Whatever ailed him kept him off a big league mound until July 6, when he returned to the Yankee rotation after almost three full months away. Hughes was decent upon his return, but inconsistent at best. 

His July and August were unimpressive, as he posted a 5.48 ERA then a 5.08 mark. Hughes closed out the year strong, posting a 1.48 ERA in September, offering a glimmer of hope that he might be ready for a strong 2012.

The 2012 season began brightly as Hughes produced a fantastic Spring Training performance and once again won a spot in the Yankee rotation. It was a critical victory for Hughes, as the Yankee starting staff was suddenly crowded with newcomers Hiroki Kuroda and Michael Pineda vying for jobs and the eventual return of Andy Pettitte promising to make the competition difficult.

Pineda suffered a shoulder injury in spring and Pettitte signed late so he required more time to ready his arm to pitch. Those factors allowed Hughes a slight cushion with which to work, giving him at least April and likely part of May to solidify his rotation spot.

Unfortunately, Hughes has yet to do anything to secure a job once the other hurlers return. He may be running out of time to impress the Yankee brass, not only for his immediate future, but for his long-term future with the team. Hughes will be a free agent after 2013, and if he doesn't produced a stunning and immediate turnaround, it's not difficult to envision the Yankees letting him walk.

Phil Hughes just concluded his second start of the season, a disappointing outing against the Angels, in which he didn't survive the fourth inning. In 3.1 laborious innings, he allowed eight hits, two walks and six earned runs. Though he struck out six batters in the shortened start, he once again left too many pitches over the heart of the plate and was punished by the Angels' hitters.

His first start wasn't nearly as bad, as he pitched 4.2 innings, allowing only two runs on five hits and two walks. It was inefficiency that did him in then too, as he threw 99 pitches in the outing and didn't survive the fifth inning. Though he was decent, he was tagged with the loss in the 3-0 defeat.

Overall, in two starts, he has managed to throw only eight total innings, in which he has allowed 13 hits, four walks and eight earned runs, for an ERA of 9.00.

Of course, two starts would normally not be enough to indict a pitcher, but in Hughes' case, we've seen all of this before. High pitch counts, short outings and extra base-hits have dogged the starting career of the one-time first round draft pick.
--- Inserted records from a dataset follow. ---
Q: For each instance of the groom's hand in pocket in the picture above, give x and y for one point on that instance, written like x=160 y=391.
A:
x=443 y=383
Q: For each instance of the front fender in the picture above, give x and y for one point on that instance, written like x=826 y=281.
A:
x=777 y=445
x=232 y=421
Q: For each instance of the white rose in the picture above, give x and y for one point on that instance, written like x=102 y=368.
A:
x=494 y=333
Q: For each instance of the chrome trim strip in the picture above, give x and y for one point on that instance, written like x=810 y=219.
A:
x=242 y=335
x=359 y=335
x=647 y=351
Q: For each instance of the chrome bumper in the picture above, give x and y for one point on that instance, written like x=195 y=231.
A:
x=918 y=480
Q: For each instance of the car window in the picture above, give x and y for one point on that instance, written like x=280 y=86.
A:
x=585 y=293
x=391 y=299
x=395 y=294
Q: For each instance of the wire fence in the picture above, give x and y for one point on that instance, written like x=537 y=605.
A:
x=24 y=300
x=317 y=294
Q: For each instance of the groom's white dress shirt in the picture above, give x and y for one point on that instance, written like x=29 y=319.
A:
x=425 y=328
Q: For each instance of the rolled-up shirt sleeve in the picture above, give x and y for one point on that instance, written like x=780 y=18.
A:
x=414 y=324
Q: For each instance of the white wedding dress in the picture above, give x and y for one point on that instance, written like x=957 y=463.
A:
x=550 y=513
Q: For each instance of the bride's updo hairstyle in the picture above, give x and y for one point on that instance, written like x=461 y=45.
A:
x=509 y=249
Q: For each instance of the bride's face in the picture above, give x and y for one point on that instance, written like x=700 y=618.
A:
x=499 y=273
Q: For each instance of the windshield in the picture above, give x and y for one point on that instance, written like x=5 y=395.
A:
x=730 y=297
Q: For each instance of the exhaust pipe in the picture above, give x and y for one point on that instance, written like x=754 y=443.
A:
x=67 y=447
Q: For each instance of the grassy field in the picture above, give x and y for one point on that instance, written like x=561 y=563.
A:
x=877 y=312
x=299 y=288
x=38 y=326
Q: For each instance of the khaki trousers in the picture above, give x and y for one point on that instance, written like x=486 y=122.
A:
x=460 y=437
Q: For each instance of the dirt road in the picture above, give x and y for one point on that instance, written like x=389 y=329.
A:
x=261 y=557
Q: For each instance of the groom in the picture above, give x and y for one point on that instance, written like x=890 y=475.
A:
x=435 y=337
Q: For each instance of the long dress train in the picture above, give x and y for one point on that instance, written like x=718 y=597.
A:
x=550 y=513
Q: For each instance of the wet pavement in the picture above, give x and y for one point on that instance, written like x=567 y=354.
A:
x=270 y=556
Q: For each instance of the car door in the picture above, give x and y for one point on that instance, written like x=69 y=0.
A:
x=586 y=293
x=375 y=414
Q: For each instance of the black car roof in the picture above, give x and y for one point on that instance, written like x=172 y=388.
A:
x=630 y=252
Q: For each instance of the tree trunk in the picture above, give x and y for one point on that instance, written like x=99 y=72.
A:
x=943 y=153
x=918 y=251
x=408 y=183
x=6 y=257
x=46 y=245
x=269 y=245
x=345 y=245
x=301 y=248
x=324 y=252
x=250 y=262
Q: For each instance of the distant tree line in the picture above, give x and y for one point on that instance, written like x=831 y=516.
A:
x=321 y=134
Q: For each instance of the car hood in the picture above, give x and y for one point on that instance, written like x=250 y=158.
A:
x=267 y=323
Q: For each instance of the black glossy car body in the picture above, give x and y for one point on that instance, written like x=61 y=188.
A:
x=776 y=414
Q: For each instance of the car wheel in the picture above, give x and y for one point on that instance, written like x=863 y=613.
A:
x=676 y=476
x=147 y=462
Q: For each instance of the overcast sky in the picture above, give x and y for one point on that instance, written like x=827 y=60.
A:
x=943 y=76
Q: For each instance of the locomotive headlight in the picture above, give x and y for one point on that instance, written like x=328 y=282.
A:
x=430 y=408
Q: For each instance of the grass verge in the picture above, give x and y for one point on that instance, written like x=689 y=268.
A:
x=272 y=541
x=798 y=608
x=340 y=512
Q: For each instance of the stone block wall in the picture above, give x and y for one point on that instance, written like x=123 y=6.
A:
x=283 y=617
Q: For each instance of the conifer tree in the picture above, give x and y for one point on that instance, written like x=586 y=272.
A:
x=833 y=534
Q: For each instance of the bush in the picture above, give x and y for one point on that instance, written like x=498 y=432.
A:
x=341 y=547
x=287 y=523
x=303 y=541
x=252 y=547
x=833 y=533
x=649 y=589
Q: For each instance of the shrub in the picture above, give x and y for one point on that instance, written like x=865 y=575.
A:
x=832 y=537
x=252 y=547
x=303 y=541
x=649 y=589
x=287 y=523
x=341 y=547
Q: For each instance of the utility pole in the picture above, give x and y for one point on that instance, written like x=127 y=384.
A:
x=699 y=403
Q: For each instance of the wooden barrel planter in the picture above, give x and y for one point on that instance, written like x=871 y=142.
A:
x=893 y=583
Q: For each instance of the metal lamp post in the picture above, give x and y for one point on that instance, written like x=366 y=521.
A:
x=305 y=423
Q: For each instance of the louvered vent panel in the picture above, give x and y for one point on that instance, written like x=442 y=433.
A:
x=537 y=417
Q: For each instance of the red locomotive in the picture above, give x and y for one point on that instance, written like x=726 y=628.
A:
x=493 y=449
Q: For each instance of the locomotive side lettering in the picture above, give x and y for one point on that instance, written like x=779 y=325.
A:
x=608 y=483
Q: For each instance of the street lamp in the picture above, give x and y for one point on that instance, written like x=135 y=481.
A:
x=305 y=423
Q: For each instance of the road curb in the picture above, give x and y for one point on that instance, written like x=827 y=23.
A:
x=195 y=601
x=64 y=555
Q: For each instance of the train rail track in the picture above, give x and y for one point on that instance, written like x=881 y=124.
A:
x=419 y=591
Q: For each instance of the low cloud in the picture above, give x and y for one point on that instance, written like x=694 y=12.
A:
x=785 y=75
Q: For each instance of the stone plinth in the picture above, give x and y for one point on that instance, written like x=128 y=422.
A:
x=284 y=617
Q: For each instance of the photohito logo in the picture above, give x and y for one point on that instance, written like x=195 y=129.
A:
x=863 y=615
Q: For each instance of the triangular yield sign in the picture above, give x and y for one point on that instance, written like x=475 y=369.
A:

Perhaps serving to illustrate Hughes' lack of effectiveness and his tenuous hold on a rotation spot, Yankee rookie David Phelps cleaned up his mess in the latest start against the Angels, looking like an able replacement if need be. In relief of Hughes, Phelps tossed 5.1 masterful innings, allowing only one run on one hit and two walks while striking out four.

Phelps is not the immediate threat to Hughes' status as a starter however. The aforementioned return of Pineda, whom the Yankees' acquired for elite prospect Jesus Montero, will undoubtedly get a shot to start once he is deemed fit. Also, Andy Pettitte did not come out of retirement to pitch out of the bullpen. If he is anything like the the pitcher we are familiar with, he is virtually guaranteed a rotation spot.

The point is, Hughes needs to rattle off a string of impressive outings, beginning with his next start, which will likely be against the Red Sox next weekend.

With the impending arrival of two talented starters, both Hughes and Freddy Garcia will be looking over their shoulders quite a bit over the coming weeks.

Garcia is a veteran journeyman, only signed through this year with the Yankees. Hughes however, is a former first round pick by the club and they are the only organization he's ever known. It is highly likely that he would like that relationship to continue beyond his current contract, but there is nothing guaranteed based upon his track record.

With only a successful 2009 stint as a reliever, and a stellar half of 2010 as a starter on his resume, the Yankees very well could cut their losses and let him move on once his free agency arrives following next season.

If Phil Hughes expects to remain in the 2012 rotation and with the Yankees beyond 2013, he must give the club reason to afford him those opportunities...beginning immediately.